Artinya: Sesungguhnya orang-orang mu'min
adalah bersaudara karena itu damaikanlah antara kedua saudaramu dan bertakwalah
kepada Allah supaya kamu mendapat rahmat.
7. Pengetahuan dan
Kekuatan Logika
Kemampuan akal dan rasionalitas memiliki peran
menentukan bagi sukses tidaknya dialog penyelesaian konflik. Dalam resolusi
konflik, pendekatan rasional akan mempercepat, lahirnya kesepakatan damai,
sehingga dapat menghindari timbulnya kekerasan. Akal dan kebijaksanaan (hikmah)
merupakan dua nilai kebajikan dalam Islam, yang serig diulang penyebutannya
dalam Alquran dan Hadits.
Allah berfirman dalam surat An-Nahl ayat 125:
ادْعُ إِلِى سَبِيلِ رَبِّكَ بِالْحِكْمَةِ
وَالْمَوْعِظَةِ الْحَسَنَةِ وَجَادِلْهُم بِالَّتِي هِيَ أَحْسَنُ إِنَّ رَبَّكَ
هُوَ أَعْلَمُ بِمَن ضَلَّ عَن سَبِيلِهِ وَهُوَ أَعْلَمُ بِالْمُهْتَدِينَ ﴿١٢٥﴾
Artinya: Serulah (manusia) kepada jalan
Tuhanmu dengan hikmah dan pelajaran yang baik dan bantahlah mereka dengan cara
yang baik. Sesungguhnya Tuhanmu Dialah yang lebih mengetahui tentang siapa yang
tersesat dari jalan-Nya dan Dialah yang lebih mengetahui orang-orang yang
mendapat petunjuk.
8. Kreatif dan
Inovatif
Strategi non-kekerasan mendorong kreativitas
dan inovasi dalam penyelesaian konflik. Kreativitas dan inovasi dapat
melahirkan pilihan-pilihan baru yang membantu mencapai kompromi dengan rasa
keadilan. Inovasi dapat lahir dari suatu proses berfikir yang dikenal dengan
ijtihad. Ijtihad bukan hanya milik ulama, tetapi juga milik setiap muslim yang
memiliki kemampuan menyelesaikan konflik di kalangan mereka.
9. Saling
Memaafkan
Memberi maaf adalah perbuatan yang sangat
dihargai dalam Islam, karena maaf dapat menyadarkan orang akan kekeliruannya.
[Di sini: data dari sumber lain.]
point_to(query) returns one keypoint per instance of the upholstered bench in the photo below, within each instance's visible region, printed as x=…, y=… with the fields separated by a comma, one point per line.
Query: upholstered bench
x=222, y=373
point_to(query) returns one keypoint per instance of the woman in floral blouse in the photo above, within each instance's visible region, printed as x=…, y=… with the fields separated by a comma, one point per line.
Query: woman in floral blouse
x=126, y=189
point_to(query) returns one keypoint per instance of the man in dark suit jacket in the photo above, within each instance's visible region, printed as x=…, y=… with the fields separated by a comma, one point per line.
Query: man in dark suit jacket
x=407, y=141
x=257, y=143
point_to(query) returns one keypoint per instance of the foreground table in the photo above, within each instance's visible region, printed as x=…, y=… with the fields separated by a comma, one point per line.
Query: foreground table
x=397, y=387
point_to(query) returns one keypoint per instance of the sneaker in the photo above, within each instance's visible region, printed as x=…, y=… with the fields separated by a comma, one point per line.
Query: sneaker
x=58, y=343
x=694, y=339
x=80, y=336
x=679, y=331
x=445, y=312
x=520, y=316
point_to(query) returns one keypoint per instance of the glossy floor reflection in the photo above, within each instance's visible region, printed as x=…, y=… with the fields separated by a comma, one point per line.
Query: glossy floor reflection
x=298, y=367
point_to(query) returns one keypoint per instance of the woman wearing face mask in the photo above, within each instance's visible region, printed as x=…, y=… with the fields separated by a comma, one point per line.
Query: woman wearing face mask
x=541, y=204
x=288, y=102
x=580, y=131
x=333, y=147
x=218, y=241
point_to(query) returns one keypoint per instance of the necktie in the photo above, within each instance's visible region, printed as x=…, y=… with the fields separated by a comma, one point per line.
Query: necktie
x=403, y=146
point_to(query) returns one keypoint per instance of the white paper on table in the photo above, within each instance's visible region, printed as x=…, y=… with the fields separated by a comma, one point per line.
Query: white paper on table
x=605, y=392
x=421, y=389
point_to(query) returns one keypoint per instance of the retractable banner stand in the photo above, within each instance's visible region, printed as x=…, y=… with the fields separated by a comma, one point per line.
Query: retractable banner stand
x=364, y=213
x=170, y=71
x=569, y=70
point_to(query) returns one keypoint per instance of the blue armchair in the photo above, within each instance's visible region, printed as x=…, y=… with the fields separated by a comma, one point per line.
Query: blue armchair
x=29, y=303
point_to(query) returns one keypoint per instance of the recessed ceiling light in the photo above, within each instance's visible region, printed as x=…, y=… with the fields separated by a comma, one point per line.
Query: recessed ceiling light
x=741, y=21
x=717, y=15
Allah berfirman dalam surat Asy-Syura’ ayat
40:
وَجَزَاء سَيِّئَةٍ سَيِّئَةٌ مِّثْلُهَا فَمَنْ
عَفَا وَأَصْلَحَ فَأَجْرُهُ عَلَى اللَّهِ إِنَّهُ لَا يُحِبُّ الظَّالِمِينَ
﴿٤٠﴾
Artinya: Dan balasan suatu kejahatan adalah
kejahatan yang serupa, maka barangsiapa mema`afkan dan berbuat baik maka
pahalanya atas (tanggungan) Allah. Sesungguhnya Dia tidak menyukai orang-orang
yang zalim.
10. Tindakan Nyata
Dalam Islam tindakan nyata berupa amal baik
sangat dihargai, karena mengungkapkan saja tanpa melaksanakan tidak cukup.
Tuhan memberikan kasih sayang kepada orang yang beriman dan berbuat baik.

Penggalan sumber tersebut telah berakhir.